Nursing represents a financial prize for most institutions and as such has been subject to many bids by separate, often competing, disciplines. Unless we stop nursing being seen as a collection of loosely related but ultimately separate disciplines, open to hijacking by university subject specialists who have no nursing and often no teaching qualifications, the move into higher education may actually widen the "theory-practice gap".

Practice is central to nursing and if we allow it to be divorced from theory patient care will become fragmented. Students will be unable to perceive knowledge as being essential to good practice. Although nurse educators have challenged the assumption that nursing can be fragmented in this fashion, there have been too few to make a difference.

Our vulnerability has been exacerbated by the absence of a strong and well-informed leadership from among academics in nursing. I am not surprised by this:cohesion has never been easy to achieve in nursing, even within the confined world of professional education. Most nursing professors have remained silent about the key issue of teaching and administration staff cuts at a time when standards in nurse education are under critical scrutiny.

Hopes of strong educational leadership from either the Royal College of Nursing or Unison remain unfulfilled. Nurse managers, who purchase education and who therefore have the power to provide effective leadership regarding standards in education, have been shown to be if anything more trusting, more reserved and more dependent than the average British manager.

It is time to abandon the questioning of nurse teachers' rights and ability to teach nursing at degree level and develop a more meaningful dialogue based on mutual respect and a recognition of the potential for mutual advantage. But perhaps we should not invest too much in the hope that our purchasers will become strong advocates for the maintenance of standards in nurse education.

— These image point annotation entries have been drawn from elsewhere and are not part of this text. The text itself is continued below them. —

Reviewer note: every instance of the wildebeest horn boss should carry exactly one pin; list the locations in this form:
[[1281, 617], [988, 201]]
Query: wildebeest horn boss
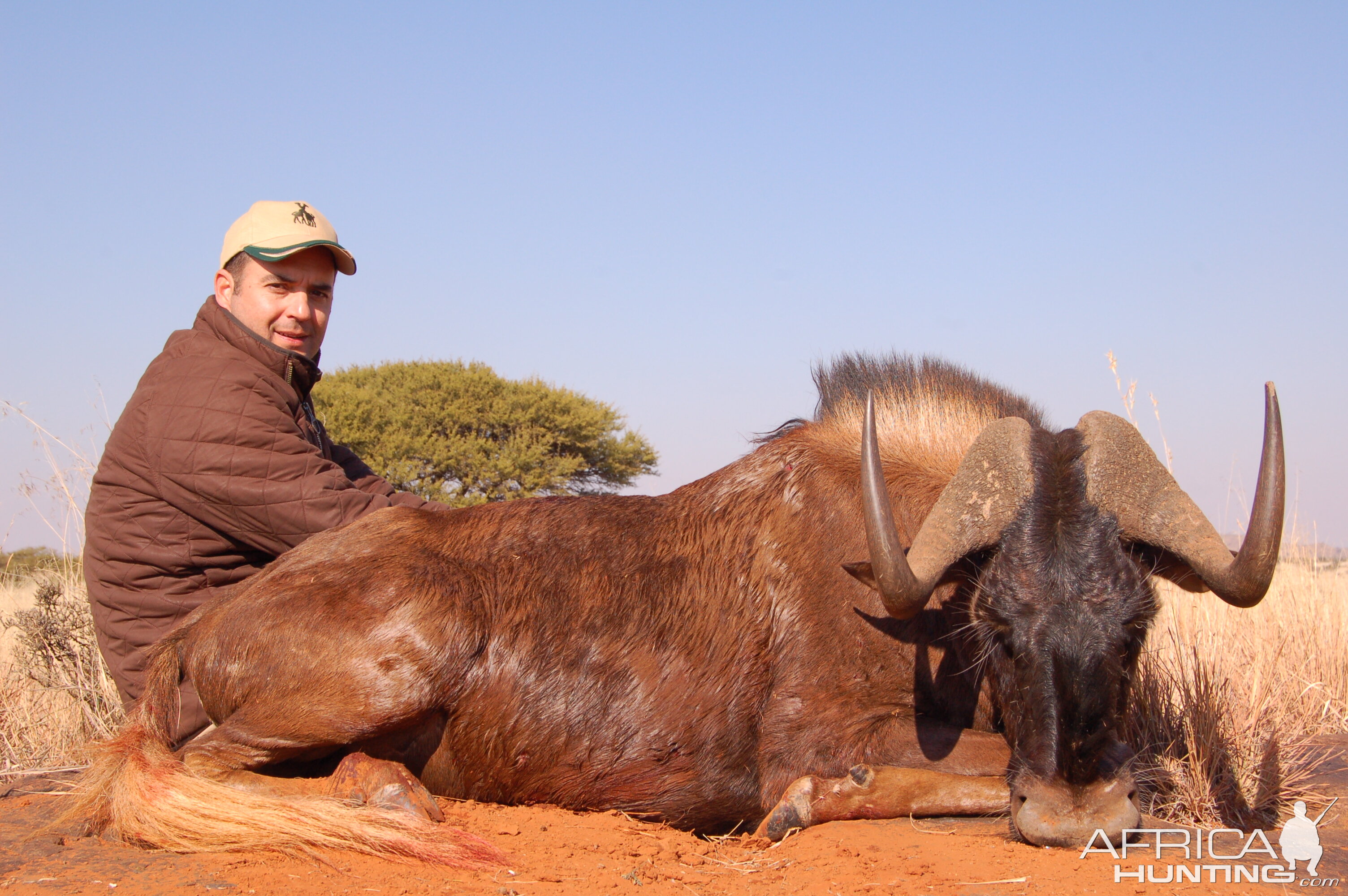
[[700, 657]]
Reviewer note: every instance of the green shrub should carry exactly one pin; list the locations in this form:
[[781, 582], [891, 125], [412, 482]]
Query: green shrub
[[460, 434]]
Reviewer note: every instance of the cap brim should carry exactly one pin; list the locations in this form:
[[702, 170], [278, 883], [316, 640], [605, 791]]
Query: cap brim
[[344, 259]]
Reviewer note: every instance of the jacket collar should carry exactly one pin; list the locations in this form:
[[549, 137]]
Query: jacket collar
[[289, 366]]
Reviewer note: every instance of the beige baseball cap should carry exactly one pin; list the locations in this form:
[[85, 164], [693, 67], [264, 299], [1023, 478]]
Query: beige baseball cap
[[272, 231]]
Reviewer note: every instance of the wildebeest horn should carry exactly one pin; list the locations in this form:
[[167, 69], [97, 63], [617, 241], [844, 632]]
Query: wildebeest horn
[[993, 482], [1125, 478]]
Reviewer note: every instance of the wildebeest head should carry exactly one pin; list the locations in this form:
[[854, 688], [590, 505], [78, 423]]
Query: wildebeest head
[[1072, 525]]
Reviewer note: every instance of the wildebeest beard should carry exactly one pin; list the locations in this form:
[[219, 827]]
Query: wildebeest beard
[[1060, 615]]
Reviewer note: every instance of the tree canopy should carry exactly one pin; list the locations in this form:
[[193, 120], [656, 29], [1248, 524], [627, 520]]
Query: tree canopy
[[460, 434]]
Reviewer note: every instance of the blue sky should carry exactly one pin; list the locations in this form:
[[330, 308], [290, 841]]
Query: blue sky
[[678, 208]]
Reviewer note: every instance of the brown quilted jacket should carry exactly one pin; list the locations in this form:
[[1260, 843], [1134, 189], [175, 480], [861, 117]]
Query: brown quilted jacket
[[216, 467]]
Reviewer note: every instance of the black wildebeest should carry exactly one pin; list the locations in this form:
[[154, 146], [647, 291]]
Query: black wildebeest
[[693, 655]]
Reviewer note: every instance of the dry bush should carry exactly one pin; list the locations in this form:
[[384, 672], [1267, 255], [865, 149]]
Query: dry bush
[[1230, 702], [56, 694]]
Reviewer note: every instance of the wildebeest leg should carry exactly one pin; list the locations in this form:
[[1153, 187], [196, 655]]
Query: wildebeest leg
[[883, 791], [229, 756]]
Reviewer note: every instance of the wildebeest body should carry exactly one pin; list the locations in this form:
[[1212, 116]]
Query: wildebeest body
[[683, 655], [720, 654]]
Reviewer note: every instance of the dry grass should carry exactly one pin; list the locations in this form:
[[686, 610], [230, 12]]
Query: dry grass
[[1230, 702], [56, 694]]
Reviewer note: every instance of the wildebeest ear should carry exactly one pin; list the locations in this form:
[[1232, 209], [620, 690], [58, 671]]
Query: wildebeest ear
[[1172, 569], [862, 573]]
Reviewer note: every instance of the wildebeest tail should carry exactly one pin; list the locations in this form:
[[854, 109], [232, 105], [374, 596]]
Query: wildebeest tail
[[139, 791]]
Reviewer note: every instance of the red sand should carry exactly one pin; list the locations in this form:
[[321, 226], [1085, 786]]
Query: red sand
[[554, 851]]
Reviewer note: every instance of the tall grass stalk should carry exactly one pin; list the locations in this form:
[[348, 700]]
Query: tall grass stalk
[[1231, 704], [56, 693]]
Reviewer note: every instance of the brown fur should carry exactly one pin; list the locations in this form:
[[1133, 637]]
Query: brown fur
[[685, 655]]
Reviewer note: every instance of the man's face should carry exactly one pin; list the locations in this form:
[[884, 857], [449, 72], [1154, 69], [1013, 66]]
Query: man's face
[[285, 302]]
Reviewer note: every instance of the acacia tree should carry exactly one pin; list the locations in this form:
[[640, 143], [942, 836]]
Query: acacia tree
[[460, 434]]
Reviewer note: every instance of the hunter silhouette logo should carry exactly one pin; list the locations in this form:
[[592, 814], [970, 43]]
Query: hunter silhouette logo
[[304, 216]]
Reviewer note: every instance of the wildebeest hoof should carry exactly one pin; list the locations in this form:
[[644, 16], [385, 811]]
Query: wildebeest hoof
[[792, 812], [375, 782]]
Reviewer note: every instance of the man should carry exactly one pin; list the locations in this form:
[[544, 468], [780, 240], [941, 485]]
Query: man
[[219, 464]]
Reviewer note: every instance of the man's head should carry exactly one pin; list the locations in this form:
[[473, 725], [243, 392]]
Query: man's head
[[285, 302], [277, 273]]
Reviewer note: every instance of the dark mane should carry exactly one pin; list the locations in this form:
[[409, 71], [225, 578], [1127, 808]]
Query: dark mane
[[844, 380]]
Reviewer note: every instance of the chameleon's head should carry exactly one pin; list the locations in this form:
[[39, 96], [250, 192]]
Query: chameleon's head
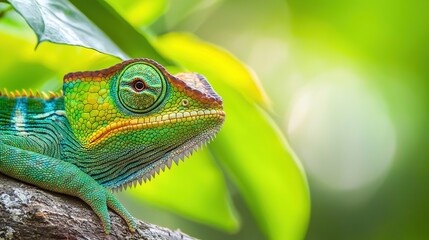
[[138, 118]]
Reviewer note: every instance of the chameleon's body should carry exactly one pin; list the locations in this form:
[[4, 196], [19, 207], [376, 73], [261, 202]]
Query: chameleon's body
[[110, 129]]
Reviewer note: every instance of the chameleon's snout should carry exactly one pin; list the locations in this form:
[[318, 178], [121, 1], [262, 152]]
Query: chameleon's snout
[[196, 85]]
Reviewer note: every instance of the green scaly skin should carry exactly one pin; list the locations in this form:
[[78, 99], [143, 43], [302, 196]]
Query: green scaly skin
[[111, 129]]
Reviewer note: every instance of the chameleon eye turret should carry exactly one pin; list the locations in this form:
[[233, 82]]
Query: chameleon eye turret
[[141, 87], [112, 128]]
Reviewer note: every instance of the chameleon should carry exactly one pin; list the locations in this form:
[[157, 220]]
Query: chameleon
[[106, 130]]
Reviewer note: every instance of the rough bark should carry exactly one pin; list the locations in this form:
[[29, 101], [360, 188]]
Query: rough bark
[[28, 212]]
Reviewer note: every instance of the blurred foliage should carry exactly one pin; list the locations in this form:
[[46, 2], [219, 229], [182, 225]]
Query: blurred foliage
[[257, 167]]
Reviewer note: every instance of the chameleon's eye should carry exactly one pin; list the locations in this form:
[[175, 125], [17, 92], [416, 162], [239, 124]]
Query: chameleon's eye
[[141, 87]]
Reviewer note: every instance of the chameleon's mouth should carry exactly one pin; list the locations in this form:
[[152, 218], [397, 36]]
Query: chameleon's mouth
[[184, 150], [152, 122]]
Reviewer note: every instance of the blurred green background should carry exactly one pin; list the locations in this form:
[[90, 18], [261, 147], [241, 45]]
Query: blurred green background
[[346, 82]]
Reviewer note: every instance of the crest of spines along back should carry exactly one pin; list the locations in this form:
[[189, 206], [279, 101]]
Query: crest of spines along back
[[31, 94]]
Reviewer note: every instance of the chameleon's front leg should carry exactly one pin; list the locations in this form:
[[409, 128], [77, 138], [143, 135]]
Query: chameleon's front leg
[[59, 176]]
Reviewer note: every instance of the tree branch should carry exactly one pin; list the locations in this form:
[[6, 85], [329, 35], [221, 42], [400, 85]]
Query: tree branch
[[28, 212]]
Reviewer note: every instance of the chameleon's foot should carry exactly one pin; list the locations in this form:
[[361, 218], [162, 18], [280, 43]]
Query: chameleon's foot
[[99, 199], [116, 206]]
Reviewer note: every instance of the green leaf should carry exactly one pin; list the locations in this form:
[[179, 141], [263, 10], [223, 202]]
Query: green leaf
[[195, 189], [123, 34], [250, 147], [60, 22], [139, 13], [214, 62]]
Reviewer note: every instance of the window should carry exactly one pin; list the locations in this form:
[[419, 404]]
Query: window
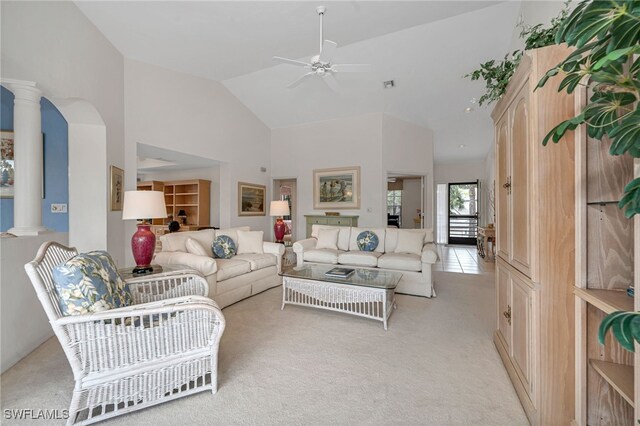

Nurse educators and those in higher education must act quickly to prevent further denigration of the clinical in favour of the academic role, making nursing itself a casualty of the integration process. We have to ensure that the clinical and the academic are never in conflict, and nurse educators need to be equally involved in both.

Strong leadership is the key. We must become more expert and confident in negotiating contracts that allow us to not only deliver good education but also to have time to take our rightful place in higher education in the pursuit of scholarly activity. This involves asking for support from our employing institutions.

If our leaders fail to do this, the combination of threats from higher education and the National Vocational Qualification might just be fatal to nursing as we know it.

Catherine Cadman is senior lecturer, faculty of human sciences, University of Plymouth.